A guia de recolhimento da Contribuição Sindical Rural, acompanhada do demonstrativo da constituição do crédito por imóvel, porque atende a essas exigências e exterioriza obrigação contida em lei, é prova escrita apta a ensejar a cobrança do valor total nela consubstanciado.
As normas pertinentes à execução fiscal não se aplicam às entidades sindicais, cuja natureza jurídica é de direito privado.

A contribuição sindical “prevista em lei”, a que se refere a parte final do inciso IV, do art. 8º da Constituição da República – a mesma que compete à União Federal instituir no “interesse das categorias profissionais ou econômicas, como instrumento de sua atuação nas respectivas áreas”, de que trata o art. 149 do texto constitucional – por ter natureza tributária, é compulsória para os que integram as respectivas categorias econômicas e profissionais, independentemente de filiação a sindicato, restando inaplicável a restrição do art. 154, I, da Carta Magna, porquanto não há falar em bi-tributação com o Imposto Territorial Rural, por se tratarem de tributos de natureza distinta.

Se os demonstrativos de débito de contribuição sindical obedeceram ao disposto no art. 600 da CLT, que trata das penalidades em caso de atraso no pagamento da contribuição, aplicando corretamente a multa, juros de mora e correção monetária, nenhuma redução há de ser feita no cálculo, se os valores cobrados estão de acordo com a legislação vigente e dentro dos índices próprios.

V O T O S

O SR. JUIZ MAURO SOARES DE FREITAS:

Cuida-se de recurso de apelação interposto por Valter Bastos Martins, que se diz inconformado com a r. sentença de f. 65-72, proferida nos autos da “ação de cobrança em procedimento sumário” ajuizada pela Confederação Nacional da Agricultura – CNA, ora apelada, na qual o douto Juízo da 3ª Vara Cível da Comarca de Sete Lagoas julgou procedente o pedido aviado na peça vestibular e condenou o recorrente no pagamento das contribuições sindicais rurais dos exercícios de 1998 e 1999, nos valores de R$358,30 (trezentos e cinqüenta e oito reais e trinta centavos) e R$294,49 (duzentos e noventa e quatro reais e quarenta e nove centavos), respectivamente, acrescidos de juros moratórios à taxa mensal de 1% e multa de 10%, além de correção monetária desde os respectivos vencimentos, até a data do efetivo pagamento.
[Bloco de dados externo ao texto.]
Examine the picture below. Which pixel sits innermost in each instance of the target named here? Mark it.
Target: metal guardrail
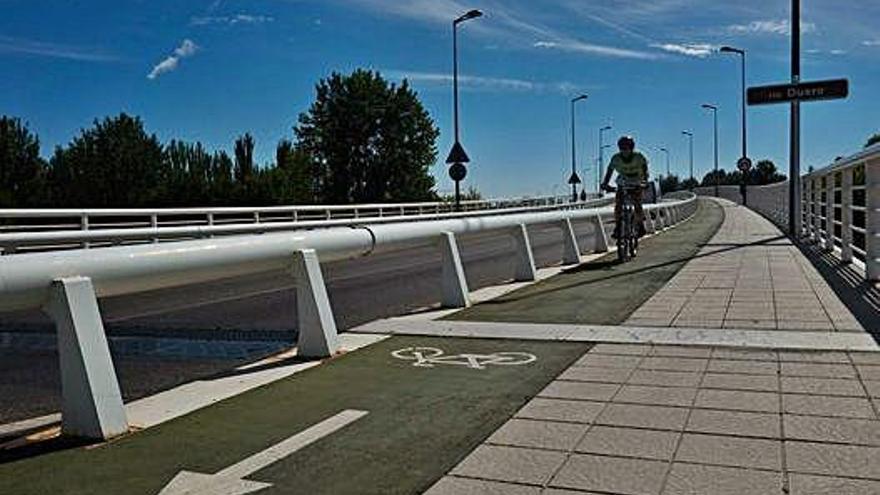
(52, 229)
(66, 284)
(840, 208)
Em suas razões de inconformismo, o recorrente argúi preliminar na qual questiona a validade dos documentos que instruem a petição inicial, sobretudo a suposta exigibilidade de “Certidão expedida pelas autoridades Regionais do Ministério do Trabalho” (sic) e a imprestabilidade do “boleto bancário” (sic) para firmar a exação da qual se diz vítima.
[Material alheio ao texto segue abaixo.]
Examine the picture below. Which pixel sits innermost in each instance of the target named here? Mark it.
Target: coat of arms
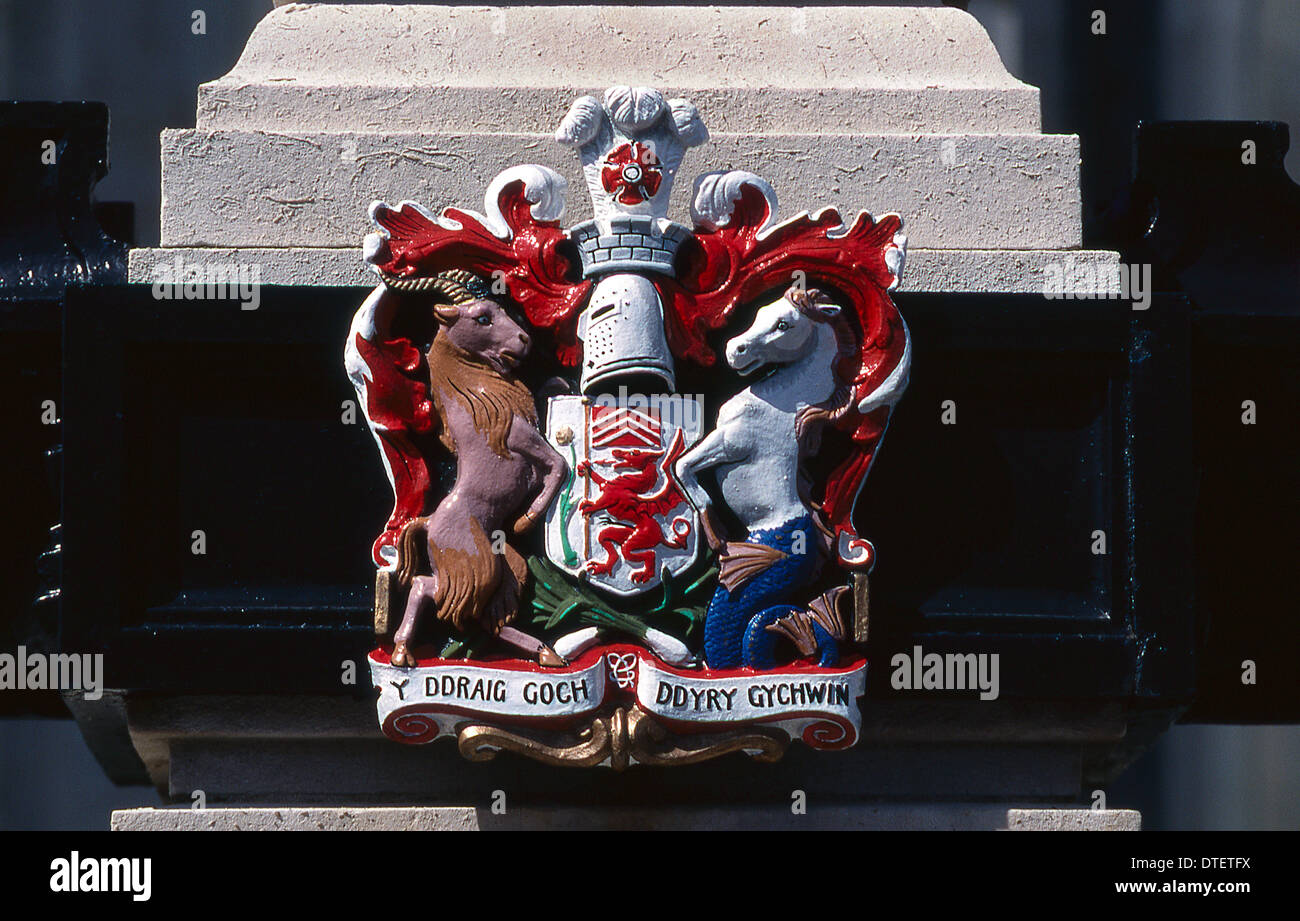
(625, 455)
No mérito, sustenta que “o artigo 606 de CLT exige que seja ação executiva, não se pode mover ação de cobrança, ainda mais com boleto bancário” (sic).
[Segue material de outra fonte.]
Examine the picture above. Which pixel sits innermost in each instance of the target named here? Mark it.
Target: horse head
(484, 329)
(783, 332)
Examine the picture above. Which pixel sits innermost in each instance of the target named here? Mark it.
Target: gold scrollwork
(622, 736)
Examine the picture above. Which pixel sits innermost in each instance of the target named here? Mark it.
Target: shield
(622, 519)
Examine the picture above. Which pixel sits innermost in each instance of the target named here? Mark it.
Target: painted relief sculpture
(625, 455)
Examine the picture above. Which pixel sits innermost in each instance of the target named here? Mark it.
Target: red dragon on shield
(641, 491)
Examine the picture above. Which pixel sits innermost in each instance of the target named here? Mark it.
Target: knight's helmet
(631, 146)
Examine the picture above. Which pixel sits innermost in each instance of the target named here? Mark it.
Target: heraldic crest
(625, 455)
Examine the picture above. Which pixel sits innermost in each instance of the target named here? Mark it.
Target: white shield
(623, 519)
Noutro norte, alega que a exação não atinge pecuaristas, havendo, outrossim, excesso de cobrança com encargos ilegais e juros exorbitantes, tratando-se de verba inconstitucional, mormente por não ser filiado a nenhum sindicato.

No mais, impugna os lançamentos efetuados pela apelada e se diz vítima de cerceamento de defesa, porquanto protestou em audiência pelo depoimento pessoal de um dos diretores da apelada, silenciando-se, contudo, o douto Juízo de origem.

Ao final, ressalta a existência de decisões contrárias proferidas por outros juízes daquela comarca, pelo que pugna seja reformada in totum a r. sentença hostilizada, senão com o indeferimento da petição inicial.

Intimida, a apelada apresentou resposta às f. 91-100, festejando o acerto do r. decisum, pugnando por sua manutenção.

Vieram-me os autos conclusos, ocasião na qual determinei o sobrestamento do feito até ulterior decisão do incidente de Uniformização de Jurisprudência nº 0328878-2/01, cuja controvérsia era justamente a legitimidade ativa da CNA. Decidido o incidente em 20 de setembro de 2004, vieram-me os autos novamente conclusos em 13 de outubro daquele ano.

Inicialmente, observo que o recurso foi interposto desprovido do respectivo preparo prévio, fato que se justifica pela gratuidade judiciária deferida ao contribuinte pelo douto Juízo da 3ª Vara Cível da Comarca de Sete Lagoas. Assim, presentes os demais pressupostos processuais, conheço do apelo.

Antes de apreciar a preliminar relativa aos documentos que instruem a exordial, mister esclarecer alguns pontos controvertidos acerca da cobrança da chamada contribuição sindical rural.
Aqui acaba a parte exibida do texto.